La palabra un valor a recuperar / Paúl Viteri Albán

Columnistas, Opinión

Durante, el transcurso de nuestra vida, cuantas veces hemos escuchado la locución “te doy mi palabra”; y, cuantas veces también hemos dudado o desconfiado de eso, claro esto sucede en razón de factores como quien o quienes lo dicen, además, del lugar y circunstancia en que lo hacen.

La interpretación termina siendo posible y substancialmente llana, pues no es más que el hecho de que parecería que a modo que transcurre el tiempo, creería que palabra empeñada ha perdido su valor y sentido, entonces solo hace falta recordar como en el tiempo de nuestros mayores, especialmente de nuestros abuelos cuando se empeñaba la palabra, esto era sagrado, incluso llegando al extremo de que no se necesitaba documento firmado alguno que la respalde.

Ahora, estamos acostumbrándonos a que el incumplimiento de tal o cual compromiso sea de carácter personal, profesional, familiar o de amistad, sea algo normal y de uso frecuente, olvidándonos por su puesto de que la palabra o el compromiso realizado tiene la fuerza de exteriorizar lo que somos en lo más interno y profundo de nuestro ser.

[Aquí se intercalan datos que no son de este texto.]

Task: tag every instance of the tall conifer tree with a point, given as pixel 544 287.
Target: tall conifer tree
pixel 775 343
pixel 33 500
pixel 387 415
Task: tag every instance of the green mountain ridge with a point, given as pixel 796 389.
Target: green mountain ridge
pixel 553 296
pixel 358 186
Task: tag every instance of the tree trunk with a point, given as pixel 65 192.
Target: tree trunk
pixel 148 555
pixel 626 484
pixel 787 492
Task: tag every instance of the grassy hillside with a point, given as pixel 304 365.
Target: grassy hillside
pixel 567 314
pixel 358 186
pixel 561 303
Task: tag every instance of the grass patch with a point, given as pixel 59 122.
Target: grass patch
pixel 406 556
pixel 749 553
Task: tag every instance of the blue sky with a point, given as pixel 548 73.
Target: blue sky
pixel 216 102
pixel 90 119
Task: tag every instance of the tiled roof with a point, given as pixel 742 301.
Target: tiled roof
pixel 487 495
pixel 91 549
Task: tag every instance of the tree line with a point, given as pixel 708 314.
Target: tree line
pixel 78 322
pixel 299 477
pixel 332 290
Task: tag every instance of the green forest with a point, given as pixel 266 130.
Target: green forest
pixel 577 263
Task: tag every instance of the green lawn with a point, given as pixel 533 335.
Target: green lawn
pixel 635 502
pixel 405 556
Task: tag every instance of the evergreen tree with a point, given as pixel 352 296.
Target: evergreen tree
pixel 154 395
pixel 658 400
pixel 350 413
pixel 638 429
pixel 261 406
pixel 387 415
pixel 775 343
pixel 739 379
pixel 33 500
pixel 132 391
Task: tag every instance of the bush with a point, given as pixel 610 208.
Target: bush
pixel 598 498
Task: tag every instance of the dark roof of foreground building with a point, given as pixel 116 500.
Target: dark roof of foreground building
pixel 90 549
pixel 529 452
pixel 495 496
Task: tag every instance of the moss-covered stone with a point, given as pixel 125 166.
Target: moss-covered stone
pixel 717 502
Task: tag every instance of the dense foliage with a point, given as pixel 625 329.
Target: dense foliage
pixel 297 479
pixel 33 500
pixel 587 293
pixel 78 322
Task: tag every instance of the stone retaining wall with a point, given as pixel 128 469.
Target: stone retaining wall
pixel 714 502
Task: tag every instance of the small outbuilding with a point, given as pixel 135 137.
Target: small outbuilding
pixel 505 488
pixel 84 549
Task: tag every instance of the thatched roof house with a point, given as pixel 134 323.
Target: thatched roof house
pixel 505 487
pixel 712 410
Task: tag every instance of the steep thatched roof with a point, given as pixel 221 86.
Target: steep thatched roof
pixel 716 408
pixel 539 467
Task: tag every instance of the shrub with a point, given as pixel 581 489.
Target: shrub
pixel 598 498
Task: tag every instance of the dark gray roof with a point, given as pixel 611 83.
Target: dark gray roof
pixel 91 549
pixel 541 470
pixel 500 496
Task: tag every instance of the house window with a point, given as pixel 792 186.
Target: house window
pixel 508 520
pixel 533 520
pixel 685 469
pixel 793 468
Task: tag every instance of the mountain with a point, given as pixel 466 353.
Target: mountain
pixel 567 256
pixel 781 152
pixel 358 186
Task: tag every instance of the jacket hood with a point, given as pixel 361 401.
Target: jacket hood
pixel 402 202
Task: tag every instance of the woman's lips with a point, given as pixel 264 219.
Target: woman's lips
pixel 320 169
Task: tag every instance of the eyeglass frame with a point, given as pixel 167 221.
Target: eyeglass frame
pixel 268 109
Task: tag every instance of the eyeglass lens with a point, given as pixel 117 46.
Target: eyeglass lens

Razón, por la cual no debemos seguir desvirtuando su valor y, más bien démosle un sentido supremo, inalterable e indestructible, jamás olvidemos de que cuando damos la palabra o hacemos un compromiso con alguien estamos invitando al otro a que confié en nosotros, razón suficiente para no traicionar su confianza y valor que nos conceden.